As with the previous bill of the same name introduced last year, the new legislation has already garnered bipartisan support with three key Republican Congressmen with oversight of Indian Affairs signing on as co-sponsors: U.S. Reps. Don Young (R-AK), Tom McClintock (R-CA) and Doug LaMalfa (R-CA).

“With our limited resources dwindling, we have already had to cut back on vital services and programs we had established to serve our Tribal citizens. Should we lose our reservation, our ability to operate as a Tribal government would be crushed,” Cromwell said. “We are extremely grateful that a bipartisan group of Congressional representatives understands the injustice of taking sovereign land away from the first Americans and have moved swiftly to ensure this nation does not return to the dark days of removing indigenous people from their land.”

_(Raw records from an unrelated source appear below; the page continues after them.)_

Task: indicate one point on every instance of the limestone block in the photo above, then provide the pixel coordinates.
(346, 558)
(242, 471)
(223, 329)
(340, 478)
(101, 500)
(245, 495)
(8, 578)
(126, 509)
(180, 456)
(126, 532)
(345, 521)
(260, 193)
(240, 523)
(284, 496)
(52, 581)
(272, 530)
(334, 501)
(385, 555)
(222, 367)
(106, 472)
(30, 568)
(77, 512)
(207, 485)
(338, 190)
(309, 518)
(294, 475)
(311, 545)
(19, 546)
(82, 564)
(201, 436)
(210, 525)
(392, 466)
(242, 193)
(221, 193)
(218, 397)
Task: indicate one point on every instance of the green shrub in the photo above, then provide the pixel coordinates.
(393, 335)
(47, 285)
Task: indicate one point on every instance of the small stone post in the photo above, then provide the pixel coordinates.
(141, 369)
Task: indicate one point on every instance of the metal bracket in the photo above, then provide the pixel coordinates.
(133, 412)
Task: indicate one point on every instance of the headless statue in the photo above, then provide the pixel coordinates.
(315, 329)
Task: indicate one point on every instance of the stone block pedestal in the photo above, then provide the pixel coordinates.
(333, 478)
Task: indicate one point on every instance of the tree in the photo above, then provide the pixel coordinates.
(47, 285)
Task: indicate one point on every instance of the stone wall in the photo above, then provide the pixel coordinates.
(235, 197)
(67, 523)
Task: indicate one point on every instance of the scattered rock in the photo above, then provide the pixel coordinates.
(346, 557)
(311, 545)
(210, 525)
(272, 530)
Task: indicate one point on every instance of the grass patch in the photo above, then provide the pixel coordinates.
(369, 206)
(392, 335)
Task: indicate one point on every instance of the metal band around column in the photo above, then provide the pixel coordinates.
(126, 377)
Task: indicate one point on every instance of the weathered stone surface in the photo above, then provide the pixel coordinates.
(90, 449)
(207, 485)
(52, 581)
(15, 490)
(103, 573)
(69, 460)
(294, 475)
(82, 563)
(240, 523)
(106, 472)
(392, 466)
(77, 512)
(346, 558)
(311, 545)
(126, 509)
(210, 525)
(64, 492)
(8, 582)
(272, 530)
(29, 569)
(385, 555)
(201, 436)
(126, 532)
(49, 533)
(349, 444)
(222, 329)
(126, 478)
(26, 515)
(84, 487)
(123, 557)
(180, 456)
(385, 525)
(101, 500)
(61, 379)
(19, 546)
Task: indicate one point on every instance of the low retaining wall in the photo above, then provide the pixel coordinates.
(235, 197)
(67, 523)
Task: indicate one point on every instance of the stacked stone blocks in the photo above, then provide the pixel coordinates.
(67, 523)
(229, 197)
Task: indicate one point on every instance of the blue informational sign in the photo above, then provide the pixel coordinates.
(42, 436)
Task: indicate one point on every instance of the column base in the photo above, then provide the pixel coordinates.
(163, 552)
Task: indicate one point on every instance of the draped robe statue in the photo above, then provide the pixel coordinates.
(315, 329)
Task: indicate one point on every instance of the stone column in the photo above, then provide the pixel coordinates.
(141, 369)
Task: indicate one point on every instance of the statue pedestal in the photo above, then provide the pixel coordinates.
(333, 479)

Mashpee Town officials, who have formally backed the Tribe’s effort to secure reservation land, also praised the re-introduction of the legislation.

“I am pleased that the bill has been filed again and hopefully the outcome will be different in this session,” said Mashpee Town Manager Rodney Collins.

If passed, the legislation would re-affirm the status of the Tribe’s reservation, which ended the Tribe’s landlessness when its initial reservation was established by the U.S. Department of the Interior in 2015.

A technical legal challenge to the Department’s legal reasoning in establishing the reservation and subsequent federal district court opinion has endangered the status of the reservation.

Without legislative action to re-affirm the Interior Departments September 2015 decision that first established the Mashpee tribe’s reservation, the Department may disestablish the Tribe’s existing reservation and make the Mashpee Wampanoag the first tribe in the modern era to suffer another land loss at the hands of the federal government.

Mashpee Wampanoag Chairman Cedric Cromwell

The speed with which the bipartisan legislation was filed in the now Democratically-controlled U.S. House of Representatives improved the chances of swift passage, Cromwell said.

“We are the first indigenous Tribal Nation to sign a peace treaty with the Pilgrims and provide the land for them to establish Plymouth Colony. So it is fitting that one of the first bills to be introduced in this new Congress, in this New Year, is one that would protect our ancestral homelands from being stripped away from us,” Mashpee Wampanoag Tribal Council Chairman Cedric Cromwell said.

Cromwell lauded the support of the Massachusetts Congressional delegation, the dozens of Tribal leaders across Indian Country who filed formal letters in support of protecting the Mashpee Tribe’s reservation, as well as the formal backing of the General Society of Mayflower Descendants who sent a letter to Congressional leaders in December urging the bill’s passage, citing the peace treaty the Wampanoag brokered with the Pilgrims as a “worthy precedent to be followed today by all who honor the Pilgrims and the Native Americans who created this critical part of American society.”